His stories had little effect on anyone else. My sisters, Amal and Lamia, were unimpressed. My stepmother objected to my hearing stories of wayward women, but my grandfather persuaded her it was a harmless activity. Years later, she would blame my becoming a tramp, as she once called me, on those stories, which by the age of five I was able to repeat word for word. I wanted to be an actress. I would stand in front of the mirror in my room thanking my audience. I delivered incomprehensible monologues as Racine’s Phèdre without having any idea what the play was. Lamia, who was two years older, got so fed up with the performances, she slapped me across the face. I cried, ran to my father, complained about her, and when she came after me to defend herself, I stood behind my father, orating a new monologue just to annoy her. To this day, with all her problems, what with being institutionalized and all, she is my least favorite sister.

As I grew older, I began to ask more questions of my grandfather. How did he come to meet the Divine Sarah? He was with his father, a highly ranked, poorly paid diplomat of the decaying Ottoman Empire who was visiting Paris on a diplomatic mission. They saw a play and my grandfather was taken backstage to meet her. How old was he? Eleven, the year was 1912. The play? Edmond Rostand’s L’Aiglon. The hero of this play was Napoleon’s son, who was kept in semi-captivity after the fall of the empire. The Divine Sarah was a middle-aged woman playing a boy’s part. I was enthralled. Was she great as Napoleon’s son? She was incredible. She ran across the stage, jumping from place to place, delivering her lines with such intensity, such integrity, the audience forgot they were watching the Divine Sarah. They were watching Napoleon’s son walking the stage.

By the age of ten, I began to study the plays themselves. I loved L’Aiglon, but if the Divine Sarah was to do Rostand, why not be Cyrano de Bergerac with his panache? I asked my grandfather if he knew whether she had played Cyrano. No, he did not. She could have. The Divine Sarah could do anything. I wanted to know for certain, so I tried to find out. I went to the nuns at school. A kind nun, not typical of the Carmelites, took the time to show me how to use the Encyclopédie Larousse. I looked up the Divine Sarah.

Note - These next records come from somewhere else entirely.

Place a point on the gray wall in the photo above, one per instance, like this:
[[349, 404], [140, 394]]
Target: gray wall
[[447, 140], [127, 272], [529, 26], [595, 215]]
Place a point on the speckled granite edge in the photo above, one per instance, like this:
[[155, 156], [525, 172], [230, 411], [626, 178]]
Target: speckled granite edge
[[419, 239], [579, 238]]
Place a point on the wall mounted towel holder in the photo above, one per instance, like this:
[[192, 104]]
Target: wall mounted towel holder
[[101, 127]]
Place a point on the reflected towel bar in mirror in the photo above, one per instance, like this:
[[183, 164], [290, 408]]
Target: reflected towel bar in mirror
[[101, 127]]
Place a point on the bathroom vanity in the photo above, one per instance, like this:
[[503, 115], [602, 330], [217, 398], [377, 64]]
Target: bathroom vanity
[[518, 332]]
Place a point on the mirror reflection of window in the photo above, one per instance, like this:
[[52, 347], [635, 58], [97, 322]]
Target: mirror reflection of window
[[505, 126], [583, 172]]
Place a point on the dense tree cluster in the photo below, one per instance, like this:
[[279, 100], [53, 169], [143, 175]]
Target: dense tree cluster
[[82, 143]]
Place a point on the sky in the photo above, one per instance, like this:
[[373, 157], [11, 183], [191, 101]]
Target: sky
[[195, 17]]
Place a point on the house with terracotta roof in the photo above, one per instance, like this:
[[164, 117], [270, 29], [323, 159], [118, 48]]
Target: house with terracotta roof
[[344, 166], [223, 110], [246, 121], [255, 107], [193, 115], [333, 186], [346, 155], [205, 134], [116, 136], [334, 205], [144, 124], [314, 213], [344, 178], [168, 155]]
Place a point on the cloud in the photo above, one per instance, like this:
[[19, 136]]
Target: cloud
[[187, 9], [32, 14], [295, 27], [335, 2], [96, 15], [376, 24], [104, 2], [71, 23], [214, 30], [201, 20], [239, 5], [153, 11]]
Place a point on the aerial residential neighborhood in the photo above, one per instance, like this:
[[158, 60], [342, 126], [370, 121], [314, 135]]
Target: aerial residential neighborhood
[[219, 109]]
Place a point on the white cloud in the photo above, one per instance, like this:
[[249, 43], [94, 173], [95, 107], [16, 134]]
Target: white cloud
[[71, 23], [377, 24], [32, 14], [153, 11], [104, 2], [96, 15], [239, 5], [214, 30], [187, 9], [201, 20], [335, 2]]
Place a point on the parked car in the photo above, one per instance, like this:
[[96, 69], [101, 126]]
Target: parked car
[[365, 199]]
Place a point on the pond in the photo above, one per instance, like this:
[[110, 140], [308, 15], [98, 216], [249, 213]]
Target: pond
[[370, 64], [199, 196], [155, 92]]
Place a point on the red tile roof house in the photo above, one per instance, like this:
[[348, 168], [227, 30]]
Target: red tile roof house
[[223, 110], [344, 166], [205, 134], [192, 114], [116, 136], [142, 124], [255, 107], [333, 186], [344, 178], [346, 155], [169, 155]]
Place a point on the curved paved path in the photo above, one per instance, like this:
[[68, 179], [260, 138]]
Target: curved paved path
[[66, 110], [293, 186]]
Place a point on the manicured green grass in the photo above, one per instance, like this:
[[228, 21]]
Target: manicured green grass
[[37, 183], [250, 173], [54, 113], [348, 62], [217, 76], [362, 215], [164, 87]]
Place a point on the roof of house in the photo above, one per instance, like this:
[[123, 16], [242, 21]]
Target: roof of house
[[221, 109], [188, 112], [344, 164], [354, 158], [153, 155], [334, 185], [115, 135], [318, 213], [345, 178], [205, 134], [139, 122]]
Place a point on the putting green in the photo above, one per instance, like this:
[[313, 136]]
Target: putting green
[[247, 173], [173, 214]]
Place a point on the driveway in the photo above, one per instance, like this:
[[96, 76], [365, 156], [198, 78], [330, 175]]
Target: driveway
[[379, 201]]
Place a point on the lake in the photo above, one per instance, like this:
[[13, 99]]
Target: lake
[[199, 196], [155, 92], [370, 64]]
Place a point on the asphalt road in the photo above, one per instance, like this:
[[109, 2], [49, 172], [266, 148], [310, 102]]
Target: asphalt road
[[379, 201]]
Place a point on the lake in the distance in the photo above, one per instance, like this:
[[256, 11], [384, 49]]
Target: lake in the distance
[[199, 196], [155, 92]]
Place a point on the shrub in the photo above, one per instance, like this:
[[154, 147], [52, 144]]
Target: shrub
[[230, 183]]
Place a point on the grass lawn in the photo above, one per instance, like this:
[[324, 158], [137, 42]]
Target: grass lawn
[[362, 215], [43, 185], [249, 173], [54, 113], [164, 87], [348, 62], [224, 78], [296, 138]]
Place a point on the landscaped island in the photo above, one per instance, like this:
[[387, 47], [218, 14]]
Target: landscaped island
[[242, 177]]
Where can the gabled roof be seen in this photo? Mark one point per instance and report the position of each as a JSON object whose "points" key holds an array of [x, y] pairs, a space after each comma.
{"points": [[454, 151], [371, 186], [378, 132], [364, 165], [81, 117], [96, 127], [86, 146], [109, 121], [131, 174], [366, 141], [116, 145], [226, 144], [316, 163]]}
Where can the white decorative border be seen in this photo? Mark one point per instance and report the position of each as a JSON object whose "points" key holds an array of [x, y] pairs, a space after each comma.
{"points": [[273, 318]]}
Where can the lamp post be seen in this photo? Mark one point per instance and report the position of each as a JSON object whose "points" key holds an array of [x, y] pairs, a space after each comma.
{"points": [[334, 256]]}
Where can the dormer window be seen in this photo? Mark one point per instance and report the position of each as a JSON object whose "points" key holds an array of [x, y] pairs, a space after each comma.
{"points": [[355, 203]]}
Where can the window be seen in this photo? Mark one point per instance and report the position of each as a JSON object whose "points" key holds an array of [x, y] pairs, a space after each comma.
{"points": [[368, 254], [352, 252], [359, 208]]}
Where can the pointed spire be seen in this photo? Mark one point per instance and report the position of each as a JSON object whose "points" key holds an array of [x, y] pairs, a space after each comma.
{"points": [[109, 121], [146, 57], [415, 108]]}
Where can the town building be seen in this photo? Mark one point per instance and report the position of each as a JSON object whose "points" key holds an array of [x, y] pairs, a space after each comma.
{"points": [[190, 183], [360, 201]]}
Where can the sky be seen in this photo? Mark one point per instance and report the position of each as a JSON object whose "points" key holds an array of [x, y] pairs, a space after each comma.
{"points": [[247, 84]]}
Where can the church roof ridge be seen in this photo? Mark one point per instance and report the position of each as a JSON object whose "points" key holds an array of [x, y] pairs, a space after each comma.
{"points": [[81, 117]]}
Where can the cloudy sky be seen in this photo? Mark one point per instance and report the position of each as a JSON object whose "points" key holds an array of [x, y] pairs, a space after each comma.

I discovered the Divine Sarah performed L’Aiglon around 1900 or possibly even earlier, not 1912. The revelation shook me. As I was reading, I began to formulate excuses. My grandfather could have been four. No, no, he had not been born yet. She may have performed the play again in 1912. Just because it was performed twelve years earlier did not mean she could not have done it again. Then I read about the accident and tears ran down my face. In 1905, while performing in Rio de Janeiro, she suffered an injury to her right leg. By 1911, she was unable to walk unsupported, and in 1915, the leg was amputated. The Divine Sarah, my namesake, continued acting. When she could not walk, she used canes or was helped onstage by the other actors. After she was an amputee, she used an artificial leg. By 1912, she could not jump across the stage. She could not have done L’Aiglon.

I mentioned nothing to my grandfather, ever. He died unaware I knew. To this day, whenever I feel slightly depressed, I dye my hair red.